Earlier this month a prosecutor refiled an indictment that seeks to close down the HDP after the first attempt failed.

The Constitutional Court in March returned the first version of the indictment to the chief public prosecutor’s office at the top appeals court for review on the grounds that there were deficiencies in the indictment.

The court’s rapporteur completed their examination of the indictment and said the deficiencies in the previous indictment were fixed. On Friday the rapporteur asked the court to accept the indictment.

The court’s move comes three days after the party’s İzmir office was attacked by an armed assailant, killing an employee. The HDP blames the ruling Justice and Development Party (AKP) and its partner the Nationalist Movement Party (MHP) for the attack, saying their hateful rhetoric targeting the HDP foments hatred of the party.

HDP Co-chairperson Mithat Sancar said in a statement following the top court’s decision that if the Constitutional Court had rejected the indictment against the HDP, it would have sent an important message in the name of democracy but that the court chose to miss the historic opportunity to do so.

According to the party’s statement, the indictment against the HDP was not drafted by the chief prosecutor of the Supreme Court of Appeals but by MHP headquarters as MHP leader Devlet Bahçeli is a strong supporter of the party’s closure and once described the party as “poisonous vermin.”

“We will not let the HDP be closed down.

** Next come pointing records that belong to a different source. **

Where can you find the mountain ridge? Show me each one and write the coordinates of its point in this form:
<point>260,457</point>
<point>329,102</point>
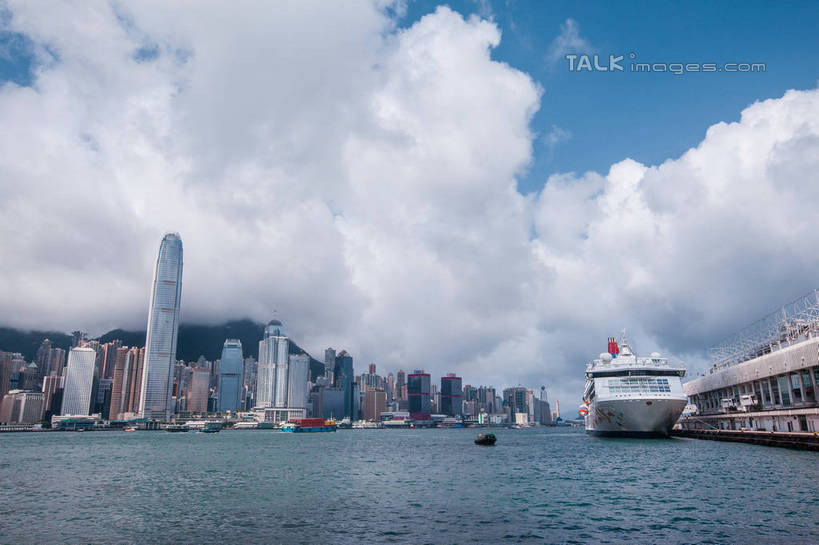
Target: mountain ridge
<point>193,340</point>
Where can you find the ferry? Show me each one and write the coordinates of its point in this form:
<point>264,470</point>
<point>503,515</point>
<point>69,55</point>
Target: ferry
<point>176,428</point>
<point>631,396</point>
<point>309,425</point>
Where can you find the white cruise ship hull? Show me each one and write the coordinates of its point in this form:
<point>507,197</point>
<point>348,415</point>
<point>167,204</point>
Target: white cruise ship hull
<point>637,417</point>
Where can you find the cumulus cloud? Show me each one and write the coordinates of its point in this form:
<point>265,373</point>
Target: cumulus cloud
<point>361,179</point>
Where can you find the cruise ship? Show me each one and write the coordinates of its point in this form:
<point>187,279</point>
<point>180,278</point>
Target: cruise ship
<point>631,396</point>
<point>764,377</point>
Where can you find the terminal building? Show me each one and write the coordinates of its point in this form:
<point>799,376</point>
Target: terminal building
<point>764,378</point>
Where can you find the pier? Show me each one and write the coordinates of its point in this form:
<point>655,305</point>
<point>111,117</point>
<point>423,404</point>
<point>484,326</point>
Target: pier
<point>794,440</point>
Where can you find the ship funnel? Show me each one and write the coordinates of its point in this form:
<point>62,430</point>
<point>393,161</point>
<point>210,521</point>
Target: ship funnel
<point>613,348</point>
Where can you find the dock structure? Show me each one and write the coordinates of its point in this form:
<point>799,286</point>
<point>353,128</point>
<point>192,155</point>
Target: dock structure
<point>764,378</point>
<point>794,440</point>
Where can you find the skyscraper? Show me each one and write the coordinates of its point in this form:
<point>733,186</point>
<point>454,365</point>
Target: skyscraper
<point>329,364</point>
<point>400,382</point>
<point>274,356</point>
<point>418,390</point>
<point>451,395</point>
<point>79,381</point>
<point>229,388</point>
<point>120,385</point>
<point>298,375</point>
<point>344,377</point>
<point>198,390</point>
<point>163,325</point>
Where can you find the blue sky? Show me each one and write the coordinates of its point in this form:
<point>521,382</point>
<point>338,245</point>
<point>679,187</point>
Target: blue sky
<point>648,117</point>
<point>601,118</point>
<point>277,121</point>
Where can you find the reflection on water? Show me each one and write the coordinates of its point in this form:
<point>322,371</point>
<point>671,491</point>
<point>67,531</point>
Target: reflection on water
<point>401,486</point>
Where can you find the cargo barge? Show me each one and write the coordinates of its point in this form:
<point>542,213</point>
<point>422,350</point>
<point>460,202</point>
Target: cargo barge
<point>309,425</point>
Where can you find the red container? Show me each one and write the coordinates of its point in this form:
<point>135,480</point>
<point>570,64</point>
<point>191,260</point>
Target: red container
<point>309,422</point>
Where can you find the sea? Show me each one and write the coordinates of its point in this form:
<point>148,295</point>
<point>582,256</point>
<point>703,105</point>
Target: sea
<point>539,485</point>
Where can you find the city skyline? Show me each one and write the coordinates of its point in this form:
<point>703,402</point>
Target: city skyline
<point>413,182</point>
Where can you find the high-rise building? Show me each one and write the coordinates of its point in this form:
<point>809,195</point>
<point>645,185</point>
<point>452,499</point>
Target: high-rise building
<point>516,401</point>
<point>329,364</point>
<point>110,352</point>
<point>274,356</point>
<point>298,375</point>
<point>229,388</point>
<point>79,381</point>
<point>57,362</point>
<point>400,383</point>
<point>19,407</point>
<point>418,390</point>
<point>198,390</point>
<point>375,403</point>
<point>451,395</point>
<point>135,365</point>
<point>43,357</point>
<point>119,388</point>
<point>345,379</point>
<point>50,386</point>
<point>250,370</point>
<point>163,325</point>
<point>390,387</point>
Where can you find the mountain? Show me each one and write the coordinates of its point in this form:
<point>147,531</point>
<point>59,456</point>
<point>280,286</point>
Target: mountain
<point>194,340</point>
<point>27,342</point>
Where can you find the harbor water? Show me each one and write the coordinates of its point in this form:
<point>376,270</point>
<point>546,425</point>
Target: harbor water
<point>402,486</point>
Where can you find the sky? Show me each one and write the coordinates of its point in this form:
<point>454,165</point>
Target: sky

We have the power to make it live by getting bigger. The ruling to come out of this trial concerns not only the HDP. If the top court rules for the HDP’s closure, it will have made a decision to shut itself down, too,” said the party.

Human Rights Watch (HRW) Turkey director Emma Sinclair-Webb termed the top court’s move in a tweet on Monday as a full assault on the HDP and the right of millions who voted for the party.

The HDP is accused in the indictment of links to the outlawed Kurdistan Workers’ Party (PKK), listed as a terrorist organization by Turkey, the US and the EU, and of posing a threat to the “indivisible integrity of the state.”

The new indictment, comprising 850 pages, was submitted by Bekir Şahin, chief public prosecutor of the Supreme Court of Appeals, to the Constitutional Court. The indictment calls for the imposition of a political ban on 451 party members as well as a freeze on the party’s bank accounts.

President Recep Tayyip Erdoğan and his ruling AKP have long portrayed the HDP as the political front of the PKK. The party denies links to PKK and says it is working to achieve a peaceful solution to Turkey’s Kurdish problem and is only coming under attack because of its strong opposition to Erdoğan’s 18-year rule.